"Well, keep an eye bright for me, then. I'll be Harlequin--an old costume I happened by sheer luck to have left here some years ago. Otherwise, I guess, I'd have to wrap up in a sheet and act like a dead one."

She laughed mechanically, murmured "I must fly!" and forthwith dashed up the great staircase and to her room.

Her costume had not yet been delivered; she had still to wait half an hour by the clock; but there was plenty of detail wherewith to occupy her time. On the other hand, the routine of one's toilet is a famous incentive to thoughtfulness, and as she went automatically through the motions of beautifying herself and dressing her hair, Sally's mind took advantage of this, its first real freedom of the day, and focused sharply on her own concerns.

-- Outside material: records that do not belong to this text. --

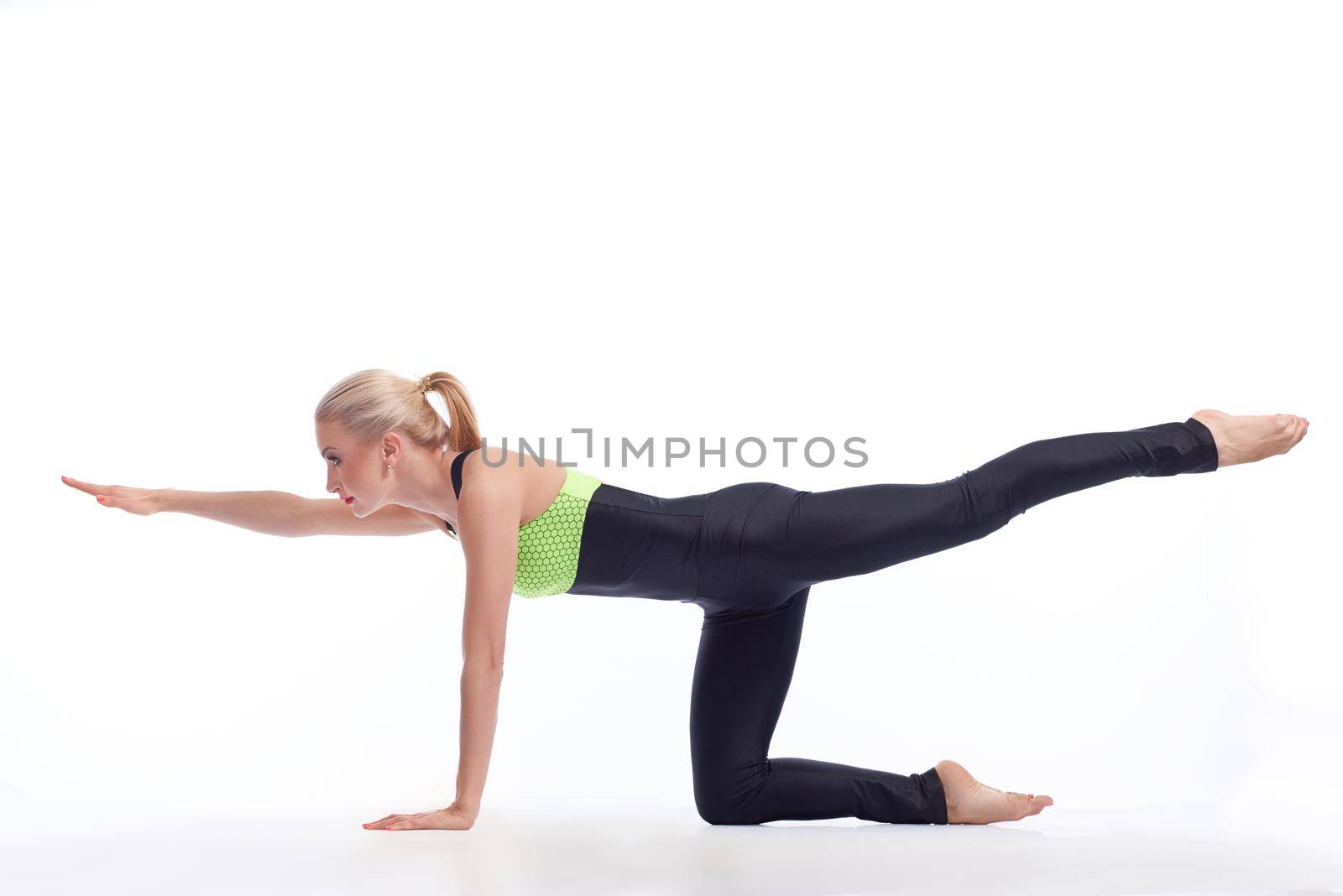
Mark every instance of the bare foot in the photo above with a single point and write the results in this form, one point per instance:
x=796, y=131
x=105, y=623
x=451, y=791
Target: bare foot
x=970, y=802
x=1246, y=439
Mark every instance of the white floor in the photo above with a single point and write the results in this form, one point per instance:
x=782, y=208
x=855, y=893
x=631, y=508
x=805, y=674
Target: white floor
x=655, y=849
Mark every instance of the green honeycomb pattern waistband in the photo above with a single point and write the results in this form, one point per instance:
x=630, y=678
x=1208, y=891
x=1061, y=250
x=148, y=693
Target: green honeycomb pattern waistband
x=548, y=546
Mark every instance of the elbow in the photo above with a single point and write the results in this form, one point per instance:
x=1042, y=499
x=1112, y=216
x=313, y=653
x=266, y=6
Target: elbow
x=487, y=664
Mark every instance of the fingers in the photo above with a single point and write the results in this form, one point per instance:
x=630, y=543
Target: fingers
x=387, y=822
x=86, y=487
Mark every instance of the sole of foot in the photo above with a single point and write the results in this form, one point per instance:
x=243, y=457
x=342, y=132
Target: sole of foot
x=1246, y=439
x=970, y=802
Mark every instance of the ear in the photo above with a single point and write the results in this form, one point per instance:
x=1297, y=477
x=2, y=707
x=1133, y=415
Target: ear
x=393, y=447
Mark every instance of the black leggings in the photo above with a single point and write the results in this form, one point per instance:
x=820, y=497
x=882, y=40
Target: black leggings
x=749, y=555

It reminded her, among other things, of the fact that she had not seen Lyttleton since an adventitious glimpse of him going in to breakfast just as she was leaving the house to deliver the invitations.

She wondered idly about him, in an odd humour of tolerant superiority, as one might contemplate the presumption of an ill-bred child. And she wondered dumbly at herself, whom she found able to imagine without flinching an encounter with him of the mildly flirtatious description licensed by the masquerade. Would he know instinctively who she was and avoid her? Or have the impudence to renew his advances? Or would he fail to fathom her identity and so lay himself open to her castigation?

She did not for an instant forget that she was endued, not only by personal right as an injured woman herself at fault, but also by the authority of Mrs. Gosnold, with letters of marque and reprisal.

That she would penetrate at sight his disguise, whatever its character, she hadn't the faintest doubt.

But, then, woman's faith in her vaunted if vaguely comprehended faculty of intuition is a beautiful thing and a joy to her forever.

And she wondered what Savage would have to say to her. But in this phase her thoughts wore a complexion of far less self-assurance, notwithstanding the moral support of her employer. What could have happened in New York that he must seek an early meeting to discuss it with her? What had been the outcome of that terribly incriminating clue, her name on the garments composing that sloughed chrysalis of yesterday? Was it possible that her comrades of the studio (Heavens! how historically remote and almost unreal seemed that well-hated chapter of existence) had become anxious enough to notify the police of her long absence? In such cases, she believed, something called a general alarm was issued--a description of the absentee was read to every member of the metropolitan police force, that it might be on the alert to apprehend or succour the lost, strayed or stolen. Could that possibly have been done in the case of missing Sally Manvers? And, if so, could the police detectives possibly have overlooked the fact that the name of the wanting woman was identical with the name of the woman wanted?

For all the strength of her tower of refuge Sally shivered.